La problématique que nous abordons ici figure au rang des composantes les plus significatives de la psyché. En effet, il y a plus de 2400 ans ! les philosophes grecs développaient une méthode extrêmement efficace – et qui n’a pris aucune ride – destinée à augmenter le niveau de conscience de l’individu : la maïeutique.
Les définitions qui suivent illustrent à la fois la puissance et la subtilité de cette dialectique :
« Dans la philosophie socratique, art de conduire l’interlocuteur à découvrir et à formuler les vérités qu’il a en lui ». [Larousse]
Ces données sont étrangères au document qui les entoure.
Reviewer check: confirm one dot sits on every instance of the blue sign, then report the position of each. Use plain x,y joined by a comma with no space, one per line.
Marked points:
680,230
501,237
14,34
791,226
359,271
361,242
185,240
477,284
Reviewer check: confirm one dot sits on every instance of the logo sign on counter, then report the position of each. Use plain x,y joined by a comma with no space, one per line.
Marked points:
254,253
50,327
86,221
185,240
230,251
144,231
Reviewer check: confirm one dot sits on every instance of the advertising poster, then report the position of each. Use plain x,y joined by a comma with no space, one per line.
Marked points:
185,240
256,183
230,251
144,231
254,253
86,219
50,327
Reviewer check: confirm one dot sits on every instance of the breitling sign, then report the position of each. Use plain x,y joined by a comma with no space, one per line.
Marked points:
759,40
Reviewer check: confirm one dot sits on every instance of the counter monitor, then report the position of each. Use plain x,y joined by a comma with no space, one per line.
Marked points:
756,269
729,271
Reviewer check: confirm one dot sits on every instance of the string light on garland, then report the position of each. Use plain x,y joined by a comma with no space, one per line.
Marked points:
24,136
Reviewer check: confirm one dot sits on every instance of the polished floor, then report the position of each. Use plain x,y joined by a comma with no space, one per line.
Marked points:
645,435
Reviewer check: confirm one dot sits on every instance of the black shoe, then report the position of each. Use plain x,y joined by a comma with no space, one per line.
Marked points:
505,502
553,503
« Art pratiqué par Socrate, consistant à faire découvrir à l’interlocuteur les vérités de son esprit en lui posant une série de questions ». [Antidote]
« Méthode suscitant la mise en forme des pensées confuses, par le dialogue ». [Socrate, dans les œuvres de Platon ; Le Robert]
« La maïeutique consiste à faire accoucher les esprits de leurs connaissances. Elle est destinée à faire exprimer un savoir caché en soi ». [Wikipédia]
Cette approche permet donc à l’individu, dans tous les contextes de son existence, de prendre davantage conscience de ce qu’il vit, pense, fait ou ressent, de clarifier des situations confuses, problématiques ou troublantes.
Nous allons maintenant voir, succinctement, comment des chercheurs, psychologues du travail ou autres penseurs ont modifié la focale et transposé ces pratiques dans le monde du travail moderne afin de permettre à l’individu de, notamment :
- Développer sa capacité à créer ou renforcer l’articulation entre théorie et pratique ;
- Prendre conscience de sa manière d’agir et de réagir, dans les situations professionnelles ou formatives ;
- Analyser ses actions et comprendre leurs objectifs, les erreurs éventuelles et les enseignements à en tirer ;
- Renforcer son sentiment de compétence et sa capacité à analyser les problèmes qu’il rencontre ;
- Optimiser sa pratique professionnelle en identifiant les points à améliorer ;
- Etc.
Dans la première partie du XXe siècle, John Dewey développe – dans deux éditions du même ouvrage, publiées à dix ans d’intervalle – « l’idéalisme expérimental selon lequel, la seule façon pour l’individu d’acquérir la connaissance de la Réalité, ou de la Vérité, c’est par l’action et l’expérimentation ».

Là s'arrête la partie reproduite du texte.